VA seller concessions: A complete guide

Quick insights
- A seller concession happens during a real estate transaction when anything of value is added to the transaction by the builder or seller for which the buyer pays nothing additional and which the seller is not customarily expected or required to pay or provide.
- Examples of a seller concession include credit for prepayment of insurance or the VA funding fee.
- For transactions involving a VA home loan, seller concession is based on 4% of the established reasonable value on a property. Unlike Conventional and FHA loans, the maximum seller concession the seller can pay on VA (4%) excludes actual closing costs (e.g. appraisal or recording fees).
The costs of buying a home can add up quickly. For some buyers, seeking U.S. Department of Veterans Affairs (VA) seller concessions offers a viable way to lower the total out-of-pocket cost for a home purchase. As with all components of a real estate purchase, understanding how seller concessions work can help prospective homeowners better navigate the process.
VA seller concessions meaning
VA seller concessions represent a way for sellers or builders to cover some of a buyer’s closing costs. In other words, VA seller concessions provide value to the buyer without any additional costs. For some buyers, these upfront savings make it more feasible to purchase a home.
What is a typical seller concession?
Seller concessions can encompass a wide range of closing costs. But a few common concessions include:
- VA funding fee: Borrowers face a VA funding fee to finalize a VA home loan. Sellers can pay this unavoidable fee for the borrower.
- Pre-paid property taxes: Sellers have the option to pre-pay for the buyer’s property taxes at closing.
- Legal fees: If legal services are required during a transaction, the costs can add up quickly.
- Pre-paid insurance premiums: Like property taxes, sellers can choose to pre-pay the buyer’s insurance premiums for the term.
From the buyer’s point of view, seller concessions might make a home purchase more affordable upfront. As a seller, offering concessions that lower a buyer’s out-of-pocket costs can make your listing more competitive, especially in a buyer’s market.
How do VA seller concessions work
VA seller concessions generally come up during the home sale negotiation. Depending on the situation, the buyer might ask for seller concessions or the seller might offer concessions without prompting.
Once the buyer and seller agree to seller concessions, these details are added to the transaction contract. At closing, the seller pays the seller concessions.

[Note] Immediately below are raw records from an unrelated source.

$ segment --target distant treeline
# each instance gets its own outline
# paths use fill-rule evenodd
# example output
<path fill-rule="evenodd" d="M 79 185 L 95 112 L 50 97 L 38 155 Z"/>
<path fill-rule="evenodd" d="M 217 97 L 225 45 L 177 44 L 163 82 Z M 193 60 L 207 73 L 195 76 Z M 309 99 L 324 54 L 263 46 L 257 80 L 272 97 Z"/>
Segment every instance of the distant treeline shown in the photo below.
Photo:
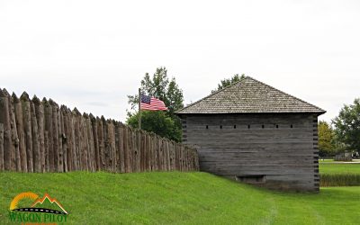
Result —
<path fill-rule="evenodd" d="M 194 148 L 0 88 L 0 171 L 198 170 Z"/>

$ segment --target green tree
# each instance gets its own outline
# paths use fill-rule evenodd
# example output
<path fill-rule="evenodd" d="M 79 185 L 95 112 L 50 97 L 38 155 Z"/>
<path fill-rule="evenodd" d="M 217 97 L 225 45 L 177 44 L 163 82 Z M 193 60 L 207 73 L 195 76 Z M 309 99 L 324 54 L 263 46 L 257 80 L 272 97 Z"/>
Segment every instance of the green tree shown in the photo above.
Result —
<path fill-rule="evenodd" d="M 354 104 L 345 104 L 332 122 L 338 141 L 347 150 L 360 152 L 360 98 L 355 99 Z"/>
<path fill-rule="evenodd" d="M 239 76 L 238 74 L 236 74 L 236 75 L 232 76 L 231 78 L 229 78 L 229 79 L 225 78 L 223 80 L 220 80 L 220 84 L 218 84 L 218 88 L 215 90 L 212 90 L 212 93 L 220 91 L 227 86 L 230 86 L 232 84 L 237 83 L 243 78 L 245 78 L 245 74 L 242 74 L 241 76 Z"/>
<path fill-rule="evenodd" d="M 139 113 L 136 112 L 126 121 L 128 125 L 138 128 Z M 173 140 L 176 142 L 181 141 L 181 128 L 176 121 L 166 115 L 163 111 L 142 111 L 141 128 L 148 131 L 152 131 L 163 138 Z"/>
<path fill-rule="evenodd" d="M 318 123 L 319 132 L 319 154 L 321 157 L 334 156 L 335 144 L 334 144 L 334 130 L 331 125 L 324 121 L 320 121 Z"/>
<path fill-rule="evenodd" d="M 175 112 L 184 107 L 183 90 L 176 84 L 176 78 L 167 76 L 166 68 L 158 68 L 155 74 L 150 76 L 146 73 L 141 80 L 141 93 L 160 99 L 165 103 L 167 115 L 173 116 Z M 131 110 L 136 110 L 139 104 L 139 95 L 128 95 L 128 102 Z"/>
<path fill-rule="evenodd" d="M 168 108 L 168 111 L 166 112 L 141 111 L 141 129 L 176 141 L 181 141 L 181 121 L 175 112 L 184 107 L 184 95 L 176 78 L 169 79 L 167 69 L 158 68 L 153 76 L 148 73 L 145 74 L 141 80 L 140 89 L 142 94 L 163 101 Z M 136 110 L 139 104 L 139 95 L 128 95 L 128 102 L 132 112 L 128 112 L 127 123 L 137 128 L 139 112 Z"/>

VA home loan seller concessions guidelines
In many ways, VA home loans come with different guidelines from other types of mortgages. But, in terms of seller concessions, the VA home loan guidelines are relatively straightforward.
The seller has the ability to make concessions and cover different types of closing costs for the buyer. Some common seller concessions include covering the VA funding fee and some insurance costs.
What are the maximum seller concessions for a VA loan?
The U.S. Department of Veterans Affairs allows sellers and builders to cover some or all of a buyer’s closing costs. But the maximum for seller concessions, excluding closing costs, is capped at 4% of the reasonable value of the home.
You’ll find the home’s reasonable value in your VA Notice of Value document, which your lender should provide to you.
What are the benefits of VA seller concessions for buyers and sellers?
VA seller concessions can make a transaction more appealing to a buyer and help sellers move a property. Below is a closer look at the benefits for both parties.
Benefits of VA seller concessions for buyers
The benefits of VA seller concessions for buyers are fairly straightforward. They include:
- Lower upfront purchasing costs: Buyers can tap into lower out-of-pocket costs for purchasing a home. With lower upfront costs, this opens the door to homeownership for some buyers.
- More funds available for down payment: With seller concessions, you can put more of your savings toward a down payment that lowers the loan amount instead of covering closing costs.
Benefits of VA seller concessions for sellers
For sellers who want the sale to go through quickly, seller concessions could offer a solution. The benefits include:
- Making a deal happen: Although sellers making concessions technically lose out on value, it often helps a deal happen. Seller concessions are often especially useful in competitive buyer’s markets.
- Attracting potential buyers: If a limited number of buyers can choose from a large housing supply, offering concessions might sway a buyer to move forward with purchasing the home.
VA seller concessions FAQ
Can a seller pay closing costs on a VA loan?
Yes, sellers can pay closing costs on a VA loan in the form of seller concessions.
What is the 4% rule on a VA loan?
A VA loan allows sellers to make concessions. But the concessions are limited to 4% of the home’s reasonable value. For example, if the home in question is worth $250,000, then the maximum seller concessions are $10,000.
What types of seller concessions are allowed on a VA loan?
A few common seller concessions include the VA funding fee, property taxes and some insurance costs.
In summary
As you navigate your homebuying journey, understanding VA seller concessions might help you find a pathway with fewer out-of-pocket costs. When negotiating for seller concessions, consider leaning on the expertise of a real estate professional to get the most value out of the transaction.